In the medium term, the developed world has a direct interest in seeing Covid defeated in countries like Zimbabwe. Global herd immunity will not be reached until the disease is conquered in developing countries as well as in the West. Travel restrictions will not be lifted. As the recent Covid variants from South Africa and Latin America have demonstrated, we need global immunity to prevent this deadly bug coming back to bite us with its own viral version of herd immunity.

The Herald: WHO Director-General Tedros Adhanom GhebreyesusWHO Director-General Tedros Adhanom Ghebreyesus

Some suggest that developing countries are too corrupt to be trusted with mass vaccination programmes. Not so. The elites in poor countries will no doubt do their own local queue-jumping, as they do with aid money.
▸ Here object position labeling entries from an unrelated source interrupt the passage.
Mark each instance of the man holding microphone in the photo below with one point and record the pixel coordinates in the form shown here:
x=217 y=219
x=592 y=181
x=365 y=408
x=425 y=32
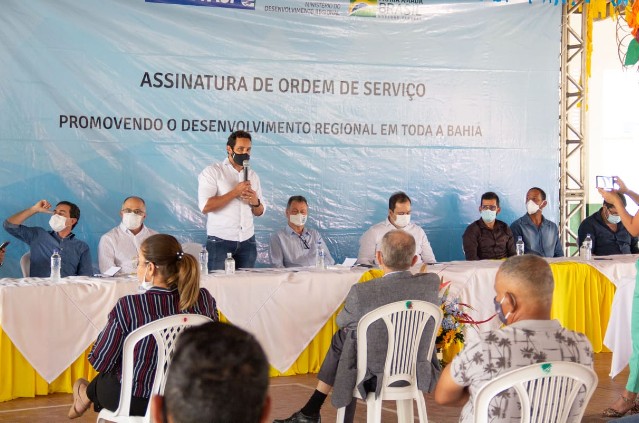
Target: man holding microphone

But there is no evidence that any countries – even in the war-torn Middle East – lack the capacity to deliver a simple jab.

Manufacturing the vaccine isn't the main problem either. It is being produced in massive quantities. It's really just a question of who gets first dibs, and I'm afraid it is us. We should at least be honest about it. People on social media rant about white privilege, male privilege and even binary privilege. But the truth is that we are all of us privileged because we live in wealthy countries with sophisticated health systems. This is the real “vaccine gap”.

What would clearly be morally inexcusable is if we end up this summer vaccinating people under 40, who are most unlikely to die, while vulnerable groups elsewhere are still waiting. The World Health Organisation has been rather astute in calling for the 100 poorer countries to get the vaccine by World Health Day in April. That seems eminently doable and reasonable. After all, had it not been for rich countries and their wealthy pharmaceutical companies, there wouldn't have been a vaccine at all.